それから僕たちは空間の中央付近で対峙することになった。僕はルーズダガーでソフィア様は小剣だ。
「それと、この幾何学模様には自然治癒効果もあり、ある程度の怪我を負っても大丈夫だから思いっ切りかかってきてほしい」
「う、うん……」
離れた場所にいる兵士たちから負けろっていう圧をこれでもかと感じるけど、手加減するとソフィア様が怒りそうだからなあ。とにかく勝つつもりで精一杯やらないと。
「――では、我のほうからゆくぞっ!」
「うっ……!?」
掛け声とともに繰り出してきたソフィア様の攻撃は想像以上のもので、僕は早くも押されっぱなしになってしまった。
「どうした、カインッ、あの化け物を倒すほどの腕前はどうした! その程度ではあるまいっ……!?」
「……」
ただ、想像以上といっても予想よりは上というだけで、慣れてきたことで今の僕は余裕で彼女の攻撃を受け流すことができていた。【騎士】スキルを使ったらきっとこんなもんじゃないんだろうけどね。
「我をがっかりさせるなっ!」
「じゃ、じゃあ……遠慮なく行かせてもらいますよ、ソフィア様……はあぁっ!」
「はっ……!?」
僕はまず《跳躍・中》で距離を取ると、【偽装】は使えないので幻惑させるために小刻みに跳び、最後に一気に相手の懐まで入って弱点を突いてみせた。
「ぬわああぁっ……!」
「ひっ……姫様あああぁぁっ!」
「あ……」
ソフィア様が派手に壁に叩きつけられたかと思うと倒れ込んでしまった。うわ……やっちゃったよ。どうしよう……。
「「「曲者っ……!」」」
しかも兵士たちに槍を突きつけられちゃったし、最悪の展開だ――
「――み、見事、だ、カイン……」
「「「姫様っ!」」」
おお、ソフィア様がもう立ち上がった。本気で彼女の急所に攻撃したのに、凄い……。
「ゴホッ、ゴホッ……カイン、貴殿には本当に驚かされる……」
「えっ……?」
ソフィア様がよろよろとした足取りでこっちに近付いてきたかと思うと、僕に向かって手を差し出してきた。
「……大体の者は我に媚びへつらってわざと負けるか、そもそも実力のない者たちばかりであったが……貴殿は違う。
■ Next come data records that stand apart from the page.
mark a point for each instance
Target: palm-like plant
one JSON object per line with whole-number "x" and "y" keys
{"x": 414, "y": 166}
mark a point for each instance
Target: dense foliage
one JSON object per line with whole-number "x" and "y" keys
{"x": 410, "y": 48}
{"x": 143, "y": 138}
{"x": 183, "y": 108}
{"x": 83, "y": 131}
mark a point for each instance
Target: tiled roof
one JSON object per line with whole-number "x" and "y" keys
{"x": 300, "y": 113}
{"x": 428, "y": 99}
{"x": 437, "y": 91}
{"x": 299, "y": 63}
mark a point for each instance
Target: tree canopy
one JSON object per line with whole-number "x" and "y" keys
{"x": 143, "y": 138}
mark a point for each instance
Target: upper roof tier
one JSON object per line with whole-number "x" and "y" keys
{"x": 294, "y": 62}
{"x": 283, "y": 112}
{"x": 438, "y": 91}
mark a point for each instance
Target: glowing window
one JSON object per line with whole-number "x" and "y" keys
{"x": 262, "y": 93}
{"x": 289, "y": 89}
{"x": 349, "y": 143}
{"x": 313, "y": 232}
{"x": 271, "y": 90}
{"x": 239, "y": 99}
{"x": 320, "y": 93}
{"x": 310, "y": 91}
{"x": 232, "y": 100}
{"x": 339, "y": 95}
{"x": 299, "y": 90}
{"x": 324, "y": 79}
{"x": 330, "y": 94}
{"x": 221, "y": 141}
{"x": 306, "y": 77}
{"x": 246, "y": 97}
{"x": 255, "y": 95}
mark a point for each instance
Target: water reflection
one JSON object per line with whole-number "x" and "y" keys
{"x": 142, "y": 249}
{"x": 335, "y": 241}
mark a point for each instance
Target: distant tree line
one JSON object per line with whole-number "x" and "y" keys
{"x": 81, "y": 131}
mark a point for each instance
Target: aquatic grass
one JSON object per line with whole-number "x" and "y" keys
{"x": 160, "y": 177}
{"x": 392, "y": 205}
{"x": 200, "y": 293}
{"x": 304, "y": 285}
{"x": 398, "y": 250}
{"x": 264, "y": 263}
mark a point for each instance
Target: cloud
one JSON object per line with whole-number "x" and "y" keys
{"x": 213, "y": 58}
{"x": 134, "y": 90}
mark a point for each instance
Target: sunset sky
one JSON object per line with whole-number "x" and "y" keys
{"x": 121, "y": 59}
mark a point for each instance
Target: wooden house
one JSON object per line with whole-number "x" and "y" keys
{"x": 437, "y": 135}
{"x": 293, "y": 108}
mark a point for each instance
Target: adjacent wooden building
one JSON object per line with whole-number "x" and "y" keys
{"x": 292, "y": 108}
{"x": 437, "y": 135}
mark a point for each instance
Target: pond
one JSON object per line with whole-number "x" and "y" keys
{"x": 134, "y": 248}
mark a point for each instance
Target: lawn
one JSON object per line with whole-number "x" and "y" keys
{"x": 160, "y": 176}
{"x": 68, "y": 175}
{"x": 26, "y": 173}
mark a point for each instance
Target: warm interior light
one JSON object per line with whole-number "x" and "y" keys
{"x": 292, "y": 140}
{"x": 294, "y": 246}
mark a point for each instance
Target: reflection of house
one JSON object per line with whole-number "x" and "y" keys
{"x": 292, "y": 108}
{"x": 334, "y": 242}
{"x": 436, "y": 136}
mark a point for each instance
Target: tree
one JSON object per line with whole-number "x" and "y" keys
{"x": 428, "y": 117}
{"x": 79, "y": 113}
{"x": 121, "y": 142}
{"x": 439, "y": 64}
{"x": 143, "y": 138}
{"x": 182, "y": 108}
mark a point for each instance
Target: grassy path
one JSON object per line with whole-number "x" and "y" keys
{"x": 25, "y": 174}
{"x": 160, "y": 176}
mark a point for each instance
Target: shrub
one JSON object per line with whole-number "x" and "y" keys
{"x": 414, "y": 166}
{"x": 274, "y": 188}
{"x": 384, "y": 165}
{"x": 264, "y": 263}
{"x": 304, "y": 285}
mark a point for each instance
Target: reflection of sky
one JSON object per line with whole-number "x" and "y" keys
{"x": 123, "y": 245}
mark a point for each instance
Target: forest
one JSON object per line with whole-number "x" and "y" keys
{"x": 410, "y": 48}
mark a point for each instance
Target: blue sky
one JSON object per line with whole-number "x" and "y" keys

本気で我にぶつかってきてくれた……」
「ソフィア様……」
なるほど、これだけ鍛えてる上に意識の高い彼女からしてみたら、手合わせするにも相手が本気じゃないと物足りないし相当悔しかったんだろうね。握手に応じると、彼女は一層柔らかい笑顔を見せてくれた。なんか頬が赤いけど風邪かな……?
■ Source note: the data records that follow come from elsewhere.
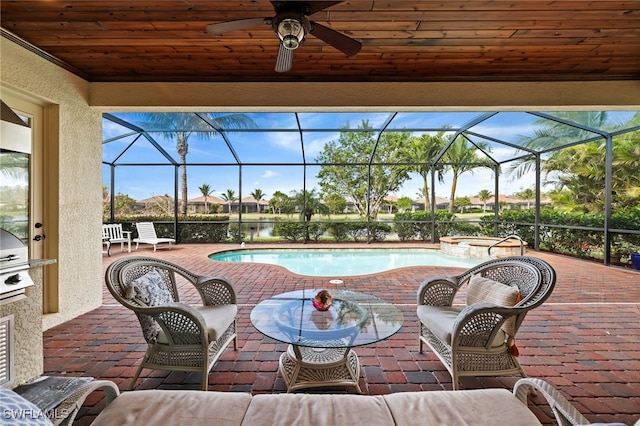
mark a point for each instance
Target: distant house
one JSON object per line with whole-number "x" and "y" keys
{"x": 200, "y": 205}
{"x": 158, "y": 204}
{"x": 249, "y": 205}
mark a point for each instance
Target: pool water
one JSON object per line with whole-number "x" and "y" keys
{"x": 344, "y": 262}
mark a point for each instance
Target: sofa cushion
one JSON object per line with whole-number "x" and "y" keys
{"x": 485, "y": 290}
{"x": 175, "y": 408}
{"x": 461, "y": 407}
{"x": 317, "y": 410}
{"x": 17, "y": 410}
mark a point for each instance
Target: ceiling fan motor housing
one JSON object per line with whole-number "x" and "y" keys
{"x": 291, "y": 28}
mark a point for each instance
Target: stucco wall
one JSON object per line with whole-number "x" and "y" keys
{"x": 28, "y": 350}
{"x": 79, "y": 197}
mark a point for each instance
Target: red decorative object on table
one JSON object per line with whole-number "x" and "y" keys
{"x": 322, "y": 301}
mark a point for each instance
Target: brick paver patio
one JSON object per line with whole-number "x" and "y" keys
{"x": 585, "y": 339}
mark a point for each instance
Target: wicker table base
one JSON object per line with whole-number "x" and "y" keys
{"x": 306, "y": 367}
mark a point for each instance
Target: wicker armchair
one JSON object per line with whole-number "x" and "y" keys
{"x": 180, "y": 337}
{"x": 479, "y": 339}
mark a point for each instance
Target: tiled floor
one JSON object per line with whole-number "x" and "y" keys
{"x": 585, "y": 339}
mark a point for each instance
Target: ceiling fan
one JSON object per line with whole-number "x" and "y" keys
{"x": 291, "y": 25}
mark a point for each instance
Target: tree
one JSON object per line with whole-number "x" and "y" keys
{"x": 462, "y": 157}
{"x": 484, "y": 196}
{"x": 180, "y": 126}
{"x": 279, "y": 202}
{"x": 346, "y": 171}
{"x": 336, "y": 203}
{"x": 578, "y": 171}
{"x": 229, "y": 197}
{"x": 421, "y": 151}
{"x": 206, "y": 191}
{"x": 257, "y": 195}
{"x": 404, "y": 204}
{"x": 308, "y": 203}
{"x": 527, "y": 194}
{"x": 462, "y": 202}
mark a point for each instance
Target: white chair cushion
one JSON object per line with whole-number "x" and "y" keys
{"x": 482, "y": 289}
{"x": 217, "y": 319}
{"x": 440, "y": 319}
{"x": 149, "y": 290}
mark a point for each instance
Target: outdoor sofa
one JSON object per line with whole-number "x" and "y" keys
{"x": 192, "y": 407}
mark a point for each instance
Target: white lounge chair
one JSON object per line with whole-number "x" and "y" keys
{"x": 147, "y": 235}
{"x": 112, "y": 233}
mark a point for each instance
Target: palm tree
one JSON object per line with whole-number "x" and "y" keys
{"x": 257, "y": 195}
{"x": 462, "y": 157}
{"x": 527, "y": 194}
{"x": 484, "y": 196}
{"x": 206, "y": 191}
{"x": 550, "y": 134}
{"x": 182, "y": 125}
{"x": 229, "y": 197}
{"x": 579, "y": 171}
{"x": 421, "y": 151}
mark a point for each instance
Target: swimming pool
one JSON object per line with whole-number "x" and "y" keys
{"x": 344, "y": 262}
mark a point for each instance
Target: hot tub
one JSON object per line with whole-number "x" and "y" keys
{"x": 477, "y": 247}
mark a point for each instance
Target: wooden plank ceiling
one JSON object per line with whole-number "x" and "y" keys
{"x": 444, "y": 40}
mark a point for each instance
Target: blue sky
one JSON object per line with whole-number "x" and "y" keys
{"x": 282, "y": 146}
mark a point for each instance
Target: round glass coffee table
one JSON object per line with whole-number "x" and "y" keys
{"x": 320, "y": 342}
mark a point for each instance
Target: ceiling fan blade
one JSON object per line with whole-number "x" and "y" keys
{"x": 317, "y": 6}
{"x": 343, "y": 43}
{"x": 240, "y": 24}
{"x": 285, "y": 59}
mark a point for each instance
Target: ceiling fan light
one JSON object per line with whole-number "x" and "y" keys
{"x": 291, "y": 32}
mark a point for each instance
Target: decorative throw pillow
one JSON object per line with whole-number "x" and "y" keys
{"x": 482, "y": 289}
{"x": 17, "y": 410}
{"x": 149, "y": 290}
「カイン……また機会があれば、是非我と手合わせを頼む」
「う、うん」
「それと……と、友になってほしい……」
「えっ……」
僕が王女様と友達に……? 信じられない……。
「い、嫌か……?」
「そ、そんなことはないですよ、ソフィア様っ……!」
「よかった……それからもう一つ、友なら敬語をやめてもらいたい。様呼びもな」
「わ、わかりました――じゃなくて、わかったよ、ソフィア!」
「そうだ、それでいい。ふふっ……」
「あははっ……」
僕たちはしばらく笑い合っていた。なんだかとっても幸せな気分だ。何故かダストボックスのほうから舌打ちのようなものが聞こえてきたような気はするけど……。